5. The labels in all figures must be improved. Increase font size 

1. Sentence structure and clarity: The sentences in the work are often long and contain multiple ideas, which can make the text difficult to follow. Some sentences lack clarity and conciseness, making it challenging to grasp the intended meaning immediately.

2. Lack of transition and coherence: The work lacks explicit transitional phrases or words to connect ideas and create a coherent flow. This leads to a disjointed presentation of information and makes it harder for readers to understand the relationships between different sections.

3. Use of technical jargon and terminology: The work frequently uses technical terms and concepts without providing sufficient explanations or definitions. This can be problematic for readers who are not familiar with the subject matter, hindering their understanding of the content.

Author Response

1.Thank you very much for some suggestions for improvement of our work. Noise is indeed a challenging technical problem in the application of underwater laser signals. Although the 532 nm laser used in the data in this paper has strong penetration in water, it is also easy to be affected by noise. In this paper, the noise is simply processed by simple S-G filter and five-point three-line method. Good experimental results can be obtained in clear ponds with weak noise influence. Due to the limitation of experimental data, this paper does not take into account the strong noise influence, which is also the deficiency of our experiment. We write this problem into the discussion and discuss it, which is located on line 467 on page 18 of the article. We take it as our next step, which is located in line 491 on page 19 of the article, and increase the diversity of data detection in the follow-up work to further verify the method in this paper.

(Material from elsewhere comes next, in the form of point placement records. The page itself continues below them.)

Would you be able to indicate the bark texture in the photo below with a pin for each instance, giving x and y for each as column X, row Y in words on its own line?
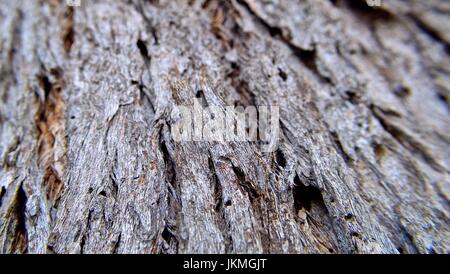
column 88, row 163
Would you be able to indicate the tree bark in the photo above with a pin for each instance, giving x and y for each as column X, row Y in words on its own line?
column 88, row 163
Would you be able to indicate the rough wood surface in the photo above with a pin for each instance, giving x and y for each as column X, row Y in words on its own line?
column 88, row 163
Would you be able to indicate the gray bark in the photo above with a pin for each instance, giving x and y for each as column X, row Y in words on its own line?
column 88, row 163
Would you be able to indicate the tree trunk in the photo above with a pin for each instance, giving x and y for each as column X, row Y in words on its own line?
column 88, row 163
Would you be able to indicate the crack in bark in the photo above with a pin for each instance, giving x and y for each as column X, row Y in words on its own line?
column 51, row 134
column 220, row 205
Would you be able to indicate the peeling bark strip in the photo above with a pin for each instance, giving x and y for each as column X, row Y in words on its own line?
column 88, row 163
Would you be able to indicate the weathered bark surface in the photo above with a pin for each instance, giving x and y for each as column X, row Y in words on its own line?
column 88, row 164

2.Thank you very much for your valuable comments on us. Different sensors do have an impact on data collection. In this paper, 532 nm laser is used to detect the underwater environment mainly based on line 51 of page 2. Li found that 532 nm laser has strong penetrability to underwater laser, so other sensors are not considered to collect data for comparison. We will take this problem as the next step. The specific location is line 494 of page 19, which will be studied in the follow-up work.

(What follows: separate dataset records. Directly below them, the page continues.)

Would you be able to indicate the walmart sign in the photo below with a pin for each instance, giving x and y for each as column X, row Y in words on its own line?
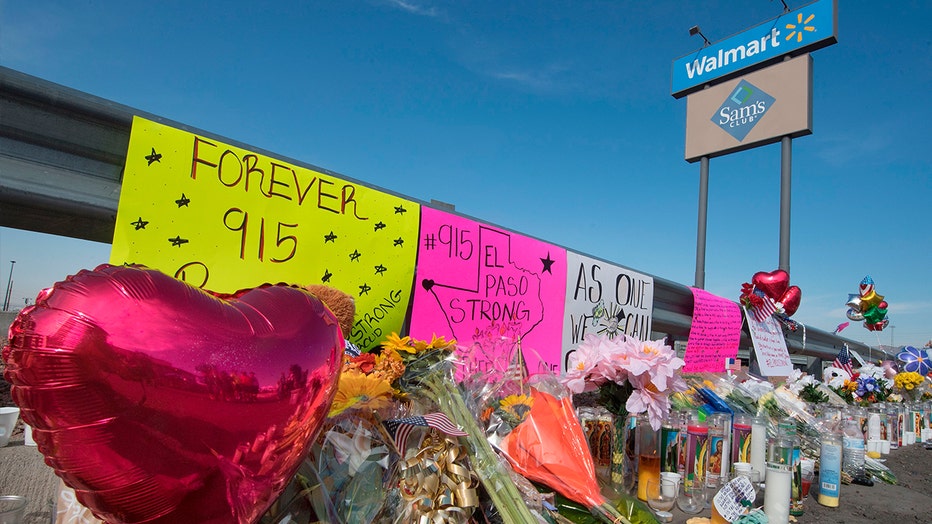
column 808, row 28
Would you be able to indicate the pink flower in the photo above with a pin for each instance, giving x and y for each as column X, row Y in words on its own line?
column 646, row 398
column 659, row 361
column 582, row 372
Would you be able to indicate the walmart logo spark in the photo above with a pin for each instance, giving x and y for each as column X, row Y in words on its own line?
column 796, row 30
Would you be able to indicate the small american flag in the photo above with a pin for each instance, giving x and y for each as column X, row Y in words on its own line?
column 766, row 309
column 733, row 364
column 843, row 360
column 400, row 428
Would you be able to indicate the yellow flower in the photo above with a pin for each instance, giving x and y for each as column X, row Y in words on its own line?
column 517, row 406
column 441, row 342
column 907, row 380
column 358, row 390
column 398, row 344
column 389, row 365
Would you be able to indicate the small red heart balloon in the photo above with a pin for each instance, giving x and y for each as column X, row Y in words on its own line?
column 773, row 284
column 162, row 403
column 790, row 300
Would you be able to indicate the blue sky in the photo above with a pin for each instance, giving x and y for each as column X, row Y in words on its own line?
column 553, row 119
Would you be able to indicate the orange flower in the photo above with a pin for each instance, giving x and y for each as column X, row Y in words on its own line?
column 358, row 390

3.The operation speed of the  algorithm is indeed an important aspect that needs to be considered in the waveform calculation problem. We also tested the algorithm for this problem. The algorithm running environment is : Intel Core i3-8350K @ 4.00GHz quad-core processor, 32GB ( Kingston DDR4 3200MHZ 32GB ), NVIDIA Quadro P1000 graphics card, ASUS PRIME-Z370-A ( Z370 chipset ) motherboard, in the calculation of running memory for the middle level. In this paper, the time of a waveform operation in the computer is 0.000156 seconds. We also explain this part of the content in the discussion. The specific location is the 455th line of the 18th page of the article.

4.Thank you very much for your suggestions on the future application of our method. The algorithm detection for different hydrological environments is the research direction of our research group 's follow-up plan. We also plan to test in different water areas near the coast to further verify the method of this paper. As our next step, the specific location is located on page 19, line 497. In the follow-up work, the water areas with different hydrological characteristics are tested to further verify the method of this paper.

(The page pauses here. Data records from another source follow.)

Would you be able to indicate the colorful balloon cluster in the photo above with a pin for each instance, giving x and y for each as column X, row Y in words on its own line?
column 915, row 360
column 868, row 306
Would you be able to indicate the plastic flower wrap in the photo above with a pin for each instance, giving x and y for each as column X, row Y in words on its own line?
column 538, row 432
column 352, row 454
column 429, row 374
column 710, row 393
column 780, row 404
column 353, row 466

5.We have improved the problem of image label fonts in the image, re-acquired the experimental data and replaced the image.

6.We are very sorry for the trouble caused by the English problems in this article. We also recheck and revise the sentences in the article. In the sentence structure, we also replace long sentences with multiple short sentences for understanding. In terms of transitional coherence, we will also recheck the article and strive to enhance the coherence and readability of the article. In the problem of too many technical terms, we also explain some of the concepts and terms mentioned in the abbreviation explanation at the end of the article. In the subsequent publication of the paper, we will also invite professional English polishers to correct the grammatical problems of the article.